This is more of a preview of “Brideshead Revisited” than a review, as the movie does not open in the USA until 1st August and in Britain in October. Evelyn Waugh’s novel on which the film is based is one of the towering achievements of twentieth century literature. Published in 1945, just as the Second World War was drawing to an end, Brideshead is a classic fin de siècle story in which the “between the war” years are portrayed as the last period during which the old order in English society still existed. This old order, with its sharp divide between the aristocracy and the rest could not, in Evelyn Waugh’s then view, possibly survive the traumas of the war and its aftermath. “Brideshead” the vast mansion that is the seat of the Marchmain family, is a symbol of stability and order but it is degraded by the presence of British Army troops and threatened by the march of socialism and the triumph of the middle classes.  

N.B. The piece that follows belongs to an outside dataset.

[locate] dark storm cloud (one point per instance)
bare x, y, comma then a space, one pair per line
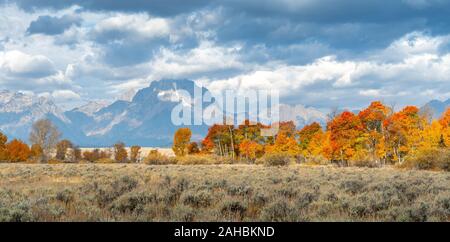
346, 24
52, 25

Although, at less than 300 pages, Brideshead Revisited is not a particularly long novel its scope is wide and its sentiments run very deep. There is hardly a wasted word nor a superfluous character nor a redundant incident in the book. This is why, I think, when Granada Television came to portray Brideshead on the screen in their seminal 1981 series it lasted eleven episodes and just short of eleven hours. The scene-setting opening episode, “Et in Arcadia Ego”, is itself of feature film length. Although nominally the script of the TV series was by John Mortimer in fact little of his original remained when the production got underway. The producer and director returned to Waugh’s original and virtually all of the dialogue, including Ryder’s bridging commentary, is exactly as Waugh wrote it in the novel. The casting was inspired and Jeremy Irons (Charles Ryder), Anthony Andrews (Sebastian Flyte), Laurence Olivier (Lord Marchmain) and the rest will always be in the minds eye as impersonating the characters to perfection.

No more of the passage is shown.